Es ist eine besonders hinterhältige Methode des Menschenhandels und der Zuhälterei: Männer, sogenannte "Loverboys", gaukeln sehr jungen Frauen die große Liebe vor, machen sie emotional abhängig und drängen sie in die Prostitution. Anne-Frédérique Widmanns Film thematisiert Fälle aus der Schweiz.

Der Begriff "Loverboy" kam erstmals um das Jahr 2000 herum in den Niederlanden auf und beschreibt eine Methode der Zuhälterei und des Menschenhandels, die längst auch in anderen Ländern angekommen ist. "Loverboys" sind junge Männer, die ebenfalls junge, oft noch minderjährige Frauen dazu bringen, sich in sie zu verlieben, ihnen zu vertrauen und zu glauben, sie seien in einer Beziehung mit ihnen. Sind sie erst einmal emotional abhängig von ihnen, nötigen die Männer ihre Opfer, für sie anschaffen zu gehen.

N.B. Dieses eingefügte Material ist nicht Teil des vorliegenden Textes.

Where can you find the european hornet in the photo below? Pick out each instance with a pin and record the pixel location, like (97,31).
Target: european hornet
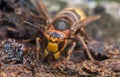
(66,27)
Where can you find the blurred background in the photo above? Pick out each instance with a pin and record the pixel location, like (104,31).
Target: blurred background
(107,28)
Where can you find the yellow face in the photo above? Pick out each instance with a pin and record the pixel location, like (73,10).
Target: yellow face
(55,36)
(54,40)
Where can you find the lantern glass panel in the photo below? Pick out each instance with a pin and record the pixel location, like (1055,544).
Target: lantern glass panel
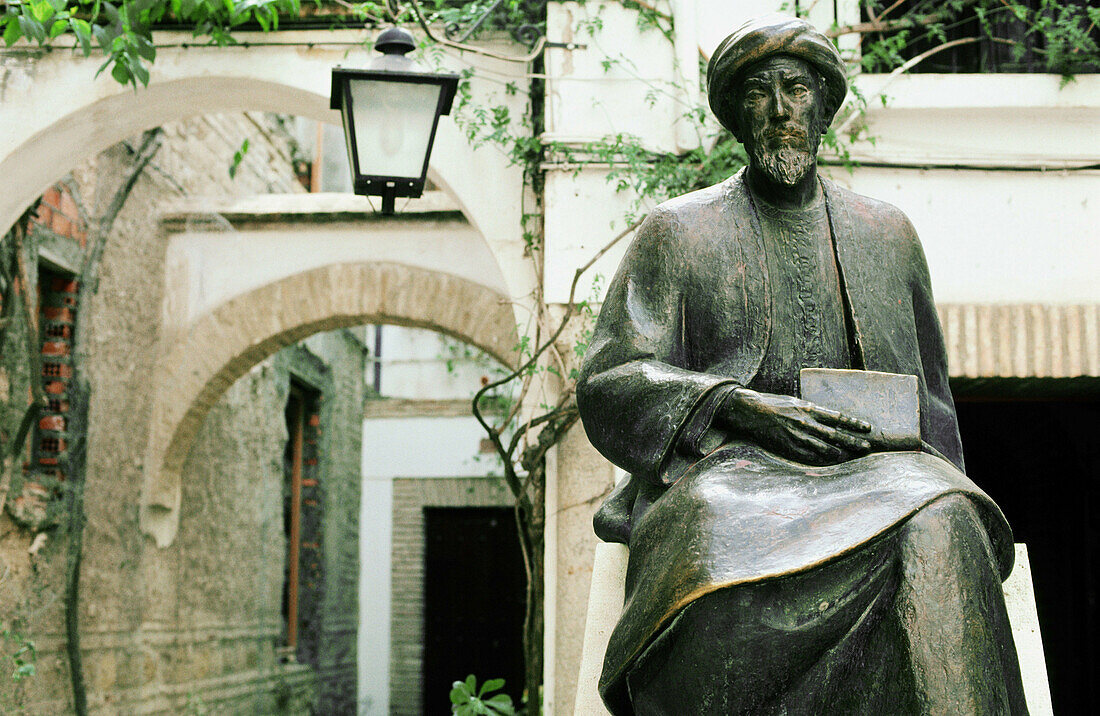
(393,125)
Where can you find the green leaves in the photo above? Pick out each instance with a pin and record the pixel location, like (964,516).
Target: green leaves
(123,30)
(238,157)
(466,700)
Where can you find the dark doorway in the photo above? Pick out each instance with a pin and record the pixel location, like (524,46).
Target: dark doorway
(1034,448)
(473,598)
(303,583)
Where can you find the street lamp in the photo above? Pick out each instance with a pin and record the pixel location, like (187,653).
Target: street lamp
(391,112)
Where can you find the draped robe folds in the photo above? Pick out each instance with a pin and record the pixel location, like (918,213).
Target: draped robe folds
(686,318)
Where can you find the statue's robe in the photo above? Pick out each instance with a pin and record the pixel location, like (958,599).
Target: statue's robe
(686,319)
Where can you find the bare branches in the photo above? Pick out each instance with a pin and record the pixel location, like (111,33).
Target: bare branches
(536,51)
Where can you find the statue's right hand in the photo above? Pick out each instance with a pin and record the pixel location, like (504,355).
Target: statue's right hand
(792,428)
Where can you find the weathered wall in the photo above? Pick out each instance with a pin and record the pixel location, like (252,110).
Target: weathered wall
(196,626)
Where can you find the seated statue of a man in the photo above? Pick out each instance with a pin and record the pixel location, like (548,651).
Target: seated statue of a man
(781,560)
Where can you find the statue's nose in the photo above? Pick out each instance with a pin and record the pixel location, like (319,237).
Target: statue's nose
(779,105)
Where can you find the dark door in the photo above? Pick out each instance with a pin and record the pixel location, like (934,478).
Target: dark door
(473,601)
(1040,459)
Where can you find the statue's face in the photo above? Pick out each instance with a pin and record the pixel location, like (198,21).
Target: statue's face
(780,111)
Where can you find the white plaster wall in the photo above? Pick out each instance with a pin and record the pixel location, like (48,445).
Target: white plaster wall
(422,448)
(206,267)
(375,547)
(1000,237)
(415,365)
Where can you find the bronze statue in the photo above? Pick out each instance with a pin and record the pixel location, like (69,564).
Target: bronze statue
(782,560)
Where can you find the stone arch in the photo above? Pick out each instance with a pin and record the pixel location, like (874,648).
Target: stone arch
(54,114)
(227,342)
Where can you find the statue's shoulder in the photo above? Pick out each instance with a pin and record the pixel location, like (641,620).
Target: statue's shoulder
(695,209)
(882,216)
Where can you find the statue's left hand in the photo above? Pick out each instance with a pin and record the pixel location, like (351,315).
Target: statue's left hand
(792,428)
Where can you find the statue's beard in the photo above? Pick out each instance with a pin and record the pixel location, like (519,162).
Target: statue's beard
(785,156)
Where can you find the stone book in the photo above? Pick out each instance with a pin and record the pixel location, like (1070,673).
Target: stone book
(889,401)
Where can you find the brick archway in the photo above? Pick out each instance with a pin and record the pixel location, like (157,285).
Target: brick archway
(198,367)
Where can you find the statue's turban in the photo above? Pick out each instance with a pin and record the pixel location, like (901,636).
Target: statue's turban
(767,36)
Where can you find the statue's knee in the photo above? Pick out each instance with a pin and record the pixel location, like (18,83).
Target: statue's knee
(948,524)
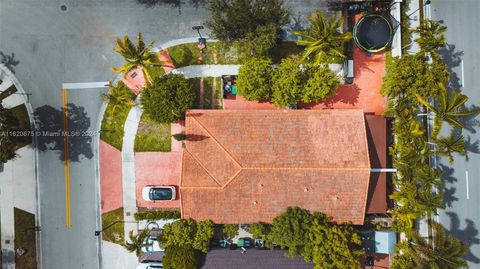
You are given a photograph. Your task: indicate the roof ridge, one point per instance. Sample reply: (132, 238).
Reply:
(203, 167)
(216, 142)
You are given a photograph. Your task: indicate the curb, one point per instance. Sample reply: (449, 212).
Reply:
(33, 126)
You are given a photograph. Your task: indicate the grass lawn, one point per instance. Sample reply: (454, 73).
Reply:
(25, 238)
(11, 90)
(156, 71)
(152, 136)
(208, 102)
(114, 120)
(21, 114)
(187, 54)
(114, 233)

Die Schweizer Investigativjournalistin und Regisseurin Anne-Frédérique Widmann beschäftigt sich in ihrem Film "Loverboys – Die perfide Masche der Zuhälter" mit Fällen unter anderem aus Genf und Lausanne. 3sat zeigt den Film jetzt erstmals, im Anschluss an die Doku "Zwangsprostitution in der Schweiz – Die nigerianische Mafia und der Menschenhandel".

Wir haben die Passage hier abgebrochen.